The importance of sexual stereotypes in the construction of the modern and contemporary racial rhetoric is well known. 19th– and 20th -century European colonialism required a form of ideological justification, and the nascent biological theories of race provided much-needed support, granting (pseudo-)scientific merit to the colonial expansion program.[i]
The result was an affirmation of ideas regarding the necessary ‘civilizing’ function of Western powers, which, because of their moral and intellectual superiority, had the ‘obligation’ to educate populations that were believed to sit lower on the evolutionary scale. Scientific observation of the sexual behaviour of colonized populations further contributed to the justification of Western domination. The field of anthropology benefitted greatly from the new horizons opened up by the conquests. Non-European peoples became a subject of study, and their religions, customs, traditions, physical forms and mental habits were all observed and documented in light of the classificatory impulse that remained one of the most decisive features of 19th-century scientific discourses.[ii]

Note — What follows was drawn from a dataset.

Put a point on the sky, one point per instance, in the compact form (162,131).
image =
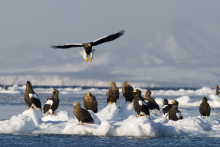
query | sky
(166,43)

The construction of racial theories in the 19th century was located within a specific social and cultural context. For a long time, historians have denied that “race” can be used as a descriptive category for phenomena that took place before the crystallization of this modern biological explanatory model. However, recent historiography has challenged these assumptions. Race is not a stable, rigid category that has materialized in “singular, static forms”.[iii] Ideas of fluidity and instability have now been largely accepted and are understood to be one of the main reasons for the adaptability and periodic emergence of racial discourses in different historical and social contexts.[iv] In medieval and early modern Europe, religious labels often assumed a more or less explicit racialized undertone”.[v]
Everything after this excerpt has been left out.